Es geht mir mehr um die Usabilty einer Seite und zwar haben wir in unserem Team
festgelegt das es mehrere Autoren zu einem Buch geben soll. Wie würdet ihr das auf einer 
Oberfläche darstellen?

Meine Überlegung wäre jetzt gewesen auf Seite 1 die Buchdaten einzupflegen und auf
einer Seite 2 die Autoren einzutragen. Aber das würde bedeuten das man jeweils Autoren
mehrfach anlegen würde. D.h. ich bräuchte eine Art Auswahlliste oder so. Aber wie kann ich dann
wieder Autoren hinzufügen?

Habt ihr Ideen wie man es lösen könnte?

MfG
cluening


----------



## SlaterB (4. Aug 2007)

du hast ja keine genauen Vorgaben (nicht mal dass es ein Buchshop sein soll)
wieso dann so kompliziert?
wieso willst du die Autoren einzeln modellerien, könnte ja auch einfach nur ein Teil des Textes der Buchbeschreibung sein

ich rate dir, erstmal die wichtigen Sachen fertigzustellen,
in der Aufgabe geht es ganz bestimmt nicht um Autoren,
sondern wenn überhaupt, um die Bücher, die zu shoppenden Items,

baue (erstmal!) eine simple Buch-Eingeben-Logik (Buch = Name, beschreibender Text, Preis)
und dann vor allem Suche, Anzeige, Listen usw, Warenkorb, Kaufen,

--------

wenns denn nun mehrere Autoren sein müssen:

> Wie würdet ihr das auf einer Oberfläche darstellen? 

Liste von Strings:
Autoren: Adam Eva, Udo Anton, Xyz

falls die Autoren besondere Objekte sind, dann die Namen als Link,
um zu den Autoren zu kommen (und Liste deren Bücher z.B.)

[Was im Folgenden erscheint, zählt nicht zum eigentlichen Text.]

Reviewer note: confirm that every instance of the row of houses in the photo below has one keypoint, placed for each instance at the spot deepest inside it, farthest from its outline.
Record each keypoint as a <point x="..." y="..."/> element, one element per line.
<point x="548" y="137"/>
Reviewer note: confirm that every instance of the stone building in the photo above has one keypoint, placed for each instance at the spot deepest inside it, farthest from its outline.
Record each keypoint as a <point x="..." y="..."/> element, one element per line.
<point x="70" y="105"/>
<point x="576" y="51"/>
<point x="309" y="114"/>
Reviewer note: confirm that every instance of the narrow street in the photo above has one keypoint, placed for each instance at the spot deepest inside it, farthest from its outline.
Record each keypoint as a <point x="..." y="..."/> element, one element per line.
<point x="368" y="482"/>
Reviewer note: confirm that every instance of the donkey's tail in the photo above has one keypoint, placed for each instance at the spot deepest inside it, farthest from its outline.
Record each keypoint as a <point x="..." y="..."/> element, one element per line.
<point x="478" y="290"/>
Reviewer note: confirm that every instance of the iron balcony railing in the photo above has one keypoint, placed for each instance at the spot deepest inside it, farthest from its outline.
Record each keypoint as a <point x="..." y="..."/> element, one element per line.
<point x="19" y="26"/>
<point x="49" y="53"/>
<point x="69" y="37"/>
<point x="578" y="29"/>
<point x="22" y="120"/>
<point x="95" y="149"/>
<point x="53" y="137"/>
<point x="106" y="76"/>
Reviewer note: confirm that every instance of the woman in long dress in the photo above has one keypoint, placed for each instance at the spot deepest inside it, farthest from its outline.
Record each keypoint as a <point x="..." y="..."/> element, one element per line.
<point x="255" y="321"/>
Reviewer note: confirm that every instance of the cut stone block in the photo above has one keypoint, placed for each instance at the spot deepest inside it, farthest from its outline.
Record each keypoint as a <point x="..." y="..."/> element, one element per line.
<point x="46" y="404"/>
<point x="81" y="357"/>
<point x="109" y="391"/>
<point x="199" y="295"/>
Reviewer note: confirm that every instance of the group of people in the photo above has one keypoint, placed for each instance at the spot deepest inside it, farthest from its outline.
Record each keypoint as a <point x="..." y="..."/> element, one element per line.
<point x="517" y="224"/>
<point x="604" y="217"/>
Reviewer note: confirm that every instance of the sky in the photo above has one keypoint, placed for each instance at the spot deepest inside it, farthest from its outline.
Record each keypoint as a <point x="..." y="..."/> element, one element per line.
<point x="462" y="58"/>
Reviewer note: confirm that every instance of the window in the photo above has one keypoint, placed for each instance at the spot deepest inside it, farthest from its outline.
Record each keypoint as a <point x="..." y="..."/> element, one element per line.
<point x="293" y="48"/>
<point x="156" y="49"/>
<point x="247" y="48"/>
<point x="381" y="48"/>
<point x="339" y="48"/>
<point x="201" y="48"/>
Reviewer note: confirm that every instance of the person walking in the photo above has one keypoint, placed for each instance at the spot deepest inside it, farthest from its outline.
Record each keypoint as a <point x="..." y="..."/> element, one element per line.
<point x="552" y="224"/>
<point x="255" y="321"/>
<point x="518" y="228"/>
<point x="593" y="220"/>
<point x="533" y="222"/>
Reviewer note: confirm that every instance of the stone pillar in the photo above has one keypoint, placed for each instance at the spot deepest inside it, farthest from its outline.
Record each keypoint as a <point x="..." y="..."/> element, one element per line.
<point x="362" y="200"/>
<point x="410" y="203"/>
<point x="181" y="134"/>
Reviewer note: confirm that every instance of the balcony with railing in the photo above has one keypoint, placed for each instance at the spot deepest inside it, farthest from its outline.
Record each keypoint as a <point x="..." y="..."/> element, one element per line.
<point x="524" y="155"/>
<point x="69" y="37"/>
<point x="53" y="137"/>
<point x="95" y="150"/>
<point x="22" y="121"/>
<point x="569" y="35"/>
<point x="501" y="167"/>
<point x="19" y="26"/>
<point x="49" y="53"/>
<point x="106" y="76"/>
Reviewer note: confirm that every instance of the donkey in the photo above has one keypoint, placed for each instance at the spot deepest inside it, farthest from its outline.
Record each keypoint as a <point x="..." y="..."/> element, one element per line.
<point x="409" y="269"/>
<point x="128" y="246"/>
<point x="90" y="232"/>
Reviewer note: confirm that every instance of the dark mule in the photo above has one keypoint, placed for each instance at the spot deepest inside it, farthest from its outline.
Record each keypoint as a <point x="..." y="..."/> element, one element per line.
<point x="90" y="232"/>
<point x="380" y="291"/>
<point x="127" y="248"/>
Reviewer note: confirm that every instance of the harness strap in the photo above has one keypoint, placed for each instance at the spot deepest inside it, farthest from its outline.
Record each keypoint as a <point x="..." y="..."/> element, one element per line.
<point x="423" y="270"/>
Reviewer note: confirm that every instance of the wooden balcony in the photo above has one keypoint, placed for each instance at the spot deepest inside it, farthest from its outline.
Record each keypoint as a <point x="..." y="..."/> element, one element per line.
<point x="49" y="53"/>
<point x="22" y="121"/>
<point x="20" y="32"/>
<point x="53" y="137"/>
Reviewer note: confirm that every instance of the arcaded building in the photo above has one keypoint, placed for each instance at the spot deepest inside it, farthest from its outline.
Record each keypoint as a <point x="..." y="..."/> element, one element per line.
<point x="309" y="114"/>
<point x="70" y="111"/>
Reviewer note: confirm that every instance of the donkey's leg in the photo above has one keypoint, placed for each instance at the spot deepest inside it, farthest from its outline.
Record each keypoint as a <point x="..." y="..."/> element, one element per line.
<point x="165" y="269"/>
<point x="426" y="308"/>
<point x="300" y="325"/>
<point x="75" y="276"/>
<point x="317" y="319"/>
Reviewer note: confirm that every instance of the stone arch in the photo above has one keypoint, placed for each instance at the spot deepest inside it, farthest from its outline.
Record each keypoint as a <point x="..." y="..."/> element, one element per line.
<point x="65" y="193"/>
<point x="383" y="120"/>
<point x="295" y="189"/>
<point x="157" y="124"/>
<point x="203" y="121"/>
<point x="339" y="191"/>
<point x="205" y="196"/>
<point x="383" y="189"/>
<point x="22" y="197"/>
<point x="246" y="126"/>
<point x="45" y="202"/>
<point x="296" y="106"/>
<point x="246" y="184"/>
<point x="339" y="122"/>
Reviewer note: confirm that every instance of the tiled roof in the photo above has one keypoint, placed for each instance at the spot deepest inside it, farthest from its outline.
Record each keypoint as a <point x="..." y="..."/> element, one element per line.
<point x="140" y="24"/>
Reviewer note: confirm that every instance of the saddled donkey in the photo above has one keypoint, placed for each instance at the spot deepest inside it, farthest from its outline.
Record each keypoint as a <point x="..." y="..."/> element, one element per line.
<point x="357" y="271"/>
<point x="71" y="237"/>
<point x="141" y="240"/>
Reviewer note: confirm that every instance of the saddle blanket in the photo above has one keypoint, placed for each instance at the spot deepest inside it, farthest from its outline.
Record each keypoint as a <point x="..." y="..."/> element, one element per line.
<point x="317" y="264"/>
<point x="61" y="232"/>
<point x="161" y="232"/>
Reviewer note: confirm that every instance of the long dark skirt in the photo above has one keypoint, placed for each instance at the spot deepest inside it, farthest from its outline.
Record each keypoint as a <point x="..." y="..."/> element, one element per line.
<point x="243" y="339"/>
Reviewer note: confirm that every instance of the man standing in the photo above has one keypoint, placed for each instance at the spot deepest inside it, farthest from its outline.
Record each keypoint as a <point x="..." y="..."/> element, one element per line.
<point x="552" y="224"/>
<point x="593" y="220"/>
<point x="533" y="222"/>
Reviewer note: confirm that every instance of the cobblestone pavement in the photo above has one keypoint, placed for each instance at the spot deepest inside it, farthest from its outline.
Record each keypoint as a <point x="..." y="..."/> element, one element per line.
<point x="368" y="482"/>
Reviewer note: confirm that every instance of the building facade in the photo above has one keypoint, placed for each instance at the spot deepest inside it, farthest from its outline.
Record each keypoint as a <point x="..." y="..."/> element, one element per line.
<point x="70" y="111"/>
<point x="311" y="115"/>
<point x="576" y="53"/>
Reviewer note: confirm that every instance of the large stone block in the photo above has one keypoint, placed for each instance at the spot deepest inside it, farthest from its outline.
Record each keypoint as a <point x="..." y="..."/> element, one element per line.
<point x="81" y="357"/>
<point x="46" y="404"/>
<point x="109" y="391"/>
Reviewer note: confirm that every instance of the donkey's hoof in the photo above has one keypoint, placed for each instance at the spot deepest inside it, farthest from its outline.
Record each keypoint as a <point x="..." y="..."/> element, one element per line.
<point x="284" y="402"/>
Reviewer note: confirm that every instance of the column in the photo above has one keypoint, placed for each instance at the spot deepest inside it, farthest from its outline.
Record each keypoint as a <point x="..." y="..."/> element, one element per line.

> Meine Überlegung wäre jetzt gewesen auf Seite 1 die Buchdaten einzupflegen und auf einer Seite 2 die Autoren einzutragen. 

häh, bist du jetzt beim Einfügen oder wie?
so groß ist das Formular, mehrere Seiten?..

> Aber das würde bedeuten das man jeweils Autoren mehrfach anlegen würde.

??
Autoren evtl separat von Büchern anlegen und bei Büchern nur zuweisen,
oder bei Büchern 'neuer Autor'-Funktion

> D.h. ich bräuchte eine Art Auswahlliste oder so. Aber wie kann ich dann wieder Autoren hinzufügen? 

??
um Autoren zuzuweisen ist eine Auswahlliste nicht schlecht,
wenns mal viele Autoren werden vielleicht zweistufig, erst Anfangsbuchstaben wählen, dann Liste der Namen,

was nun "Aber wie kann ich dann wieder Autoren hinzufügen?" bedeutet verstehe ich gar nicht


----------



## cluening (4. Aug 2007)

Ok vielen Dank für deine Antwort 

Ich mache das ja nicht zum Spaß mit den Autoren  Wir sind ein vierer Team und da sollte es schon
anspruchsvoller sein. Das hatte ich vergessen oben zu erwähnen.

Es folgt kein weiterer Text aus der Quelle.